Сам Фодоракис не мирился со своей участью, не хотел быть рабочим, но и не отказывался от места с тем, чтобы попытаться изменить свою жизнь. Он выжидал. Лелеял мысль о превосходстве своей личности и мечтал о должности регистратора, о выдвижении и всеобщем признании. Время от времени возобновлялись хлопоты о месте, иногда казалось, что дело идет на лад, приходило письмо из Афин, подтверждавшее обещание, приближались выборы, разгоралась надежда — не угасал огонь. Между тем подвиги на полицейском поприще не выходили у Фодоракиса по вечерам из головы — и здесь не угасал огонь. Мечты не доставляли ему прежней радости и стали другими: исчезла любовь, исчезло то робкое стремление к добру, о котором мы говорили. Сочиняемые им фантастические истории прежде кончались тем, что он просто спасал девушку, а теперь она должна была в конце концов выйти за него замуж и подарить ему свою красоту и большое приданое, то есть счастье. А если речь шла о старике, то он спасал богатого старика, в конце концов усыновлявшего Фодоракиса…

Гибель Тудасюдаса потрясла его. В засасывающем его болоте тайна этой гибели казалась ему веткой, склонившейся над ним, чтобы он ухватился, вцепился в нее. И он вцепился в нее со всей страстью безнадежного отчаяния. Здесь был выход. Какой выход, об этом он не думал и не хотел думать.

Вечерком в типографию заходил иногда полицейский и пил с Праксителем кофе. Он-то как раз и нужен был Фодоракису. С ним впервые заговорил он о Тудасюдасе в те дни, когда тот исчез и все, в том числе и полицейский, считали, что он куда-то уехал.

— Он здесь, — решительно заявил Фодоракис. — Вот увидите.

— Как так? — спросил полицейский.

Фодоракис не удостоил его ответом и только многозначительно улыбнулся.

Его слова не замедлили блестяще подтвердиться — в колодце был найден труп.

— Что ты на это скажешь? — спросил полицейский Фодоракиса, зайдя опять в типографию.

Фодоракис понял, что пришел его час. Праксителя в это время поблизости не было. Перестав набирать, Фодоракис оперся локтями на кассу, на лице его снова появилась та же многозначительная улыбка, и он стал излагать полицейскому свои доводы: почему он считал, что Тудасюдас — живой или мертвый, это уже другой вопрос — находится здесь.

— Да ты неглупый парнишка, — сказал полицейский. — Настоящий детектив.

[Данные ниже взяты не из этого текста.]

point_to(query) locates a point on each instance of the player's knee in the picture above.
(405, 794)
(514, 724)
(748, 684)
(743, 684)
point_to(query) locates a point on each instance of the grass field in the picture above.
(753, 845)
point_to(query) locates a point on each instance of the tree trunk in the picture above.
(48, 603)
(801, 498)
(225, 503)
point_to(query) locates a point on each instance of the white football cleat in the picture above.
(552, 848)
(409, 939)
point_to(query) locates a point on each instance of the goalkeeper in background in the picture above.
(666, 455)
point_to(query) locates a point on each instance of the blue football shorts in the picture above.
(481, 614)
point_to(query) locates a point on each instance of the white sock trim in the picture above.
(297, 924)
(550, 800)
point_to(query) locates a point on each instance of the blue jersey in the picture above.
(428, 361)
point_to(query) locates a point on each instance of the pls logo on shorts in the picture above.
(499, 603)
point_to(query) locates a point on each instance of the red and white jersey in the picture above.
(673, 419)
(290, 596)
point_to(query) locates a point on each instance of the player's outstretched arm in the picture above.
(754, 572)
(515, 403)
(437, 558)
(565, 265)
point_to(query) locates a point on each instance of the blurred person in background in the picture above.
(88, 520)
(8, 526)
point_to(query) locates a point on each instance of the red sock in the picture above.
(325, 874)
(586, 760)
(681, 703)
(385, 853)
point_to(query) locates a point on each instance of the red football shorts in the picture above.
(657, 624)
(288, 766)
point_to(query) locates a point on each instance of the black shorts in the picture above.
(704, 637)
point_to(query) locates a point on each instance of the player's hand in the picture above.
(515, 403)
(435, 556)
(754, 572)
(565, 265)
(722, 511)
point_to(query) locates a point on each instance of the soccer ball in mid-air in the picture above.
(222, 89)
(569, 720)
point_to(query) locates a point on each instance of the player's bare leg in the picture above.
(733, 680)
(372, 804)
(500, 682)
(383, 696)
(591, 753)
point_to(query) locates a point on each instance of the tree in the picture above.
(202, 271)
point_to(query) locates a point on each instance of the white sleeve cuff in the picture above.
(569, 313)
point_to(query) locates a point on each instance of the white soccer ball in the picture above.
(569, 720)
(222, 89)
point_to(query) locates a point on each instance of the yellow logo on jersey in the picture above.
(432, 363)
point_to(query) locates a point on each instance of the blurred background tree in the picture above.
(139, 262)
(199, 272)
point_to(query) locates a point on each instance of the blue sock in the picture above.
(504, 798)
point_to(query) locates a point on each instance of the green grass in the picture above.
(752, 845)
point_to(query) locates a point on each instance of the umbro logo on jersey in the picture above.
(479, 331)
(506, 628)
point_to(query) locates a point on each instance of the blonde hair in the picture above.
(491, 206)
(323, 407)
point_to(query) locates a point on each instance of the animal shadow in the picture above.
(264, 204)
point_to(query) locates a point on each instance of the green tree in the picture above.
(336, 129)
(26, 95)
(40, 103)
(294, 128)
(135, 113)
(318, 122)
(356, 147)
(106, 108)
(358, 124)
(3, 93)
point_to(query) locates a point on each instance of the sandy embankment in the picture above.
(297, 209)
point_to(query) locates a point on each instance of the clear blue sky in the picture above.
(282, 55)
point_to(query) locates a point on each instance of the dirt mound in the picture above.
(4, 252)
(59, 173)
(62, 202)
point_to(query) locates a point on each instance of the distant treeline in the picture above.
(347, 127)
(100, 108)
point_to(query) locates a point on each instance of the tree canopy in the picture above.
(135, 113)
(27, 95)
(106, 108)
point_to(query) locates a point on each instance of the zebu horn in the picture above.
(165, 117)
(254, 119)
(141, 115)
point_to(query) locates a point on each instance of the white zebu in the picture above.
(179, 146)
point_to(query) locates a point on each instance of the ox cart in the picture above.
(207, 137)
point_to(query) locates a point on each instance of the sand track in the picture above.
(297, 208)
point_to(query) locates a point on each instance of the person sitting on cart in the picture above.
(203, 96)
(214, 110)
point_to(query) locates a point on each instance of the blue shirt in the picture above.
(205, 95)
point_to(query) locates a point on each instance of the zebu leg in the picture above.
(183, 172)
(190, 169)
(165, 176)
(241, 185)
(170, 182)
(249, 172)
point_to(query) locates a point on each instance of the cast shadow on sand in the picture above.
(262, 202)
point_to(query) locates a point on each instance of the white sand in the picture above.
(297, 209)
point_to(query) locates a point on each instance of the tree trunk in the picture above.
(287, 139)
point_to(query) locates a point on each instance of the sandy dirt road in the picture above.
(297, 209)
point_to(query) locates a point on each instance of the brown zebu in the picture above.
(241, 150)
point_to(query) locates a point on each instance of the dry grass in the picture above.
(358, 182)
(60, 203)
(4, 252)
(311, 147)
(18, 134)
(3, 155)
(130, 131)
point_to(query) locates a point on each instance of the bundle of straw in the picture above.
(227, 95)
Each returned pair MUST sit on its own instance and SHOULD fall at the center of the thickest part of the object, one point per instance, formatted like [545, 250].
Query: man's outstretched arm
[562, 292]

В то время полицейского очень огорчало, что следствие топталось на месте, а судья наседал на него и распекал его, пожилого человека. Ему хотелось поговорить с кем-нибудь, поделиться, и этот парень был единственным человеком, который его понимал. И вот он поведал Фодоракису, сколько горя пришлось ему хлебнуть из-за этого проклятого дела, не скрыл, как он обеспокоен своим служебным положением и дальнейшей карьерой. Фодоракис сел рядом с ним. И он в свою очередь поведал полицейскому о своей страсти, о том, что в душе он детектив, до поры до времени тайный, просто любитель. Но он не успокоится, сказал Фодоракис, пока не доведет дело до конца, не докопается до правды. Ему известны материалы следствия, заключение врача, все данные, которыми они располагают, а также есть у него и свои соображения, все аккуратно, по порядку занесено в тетрадь.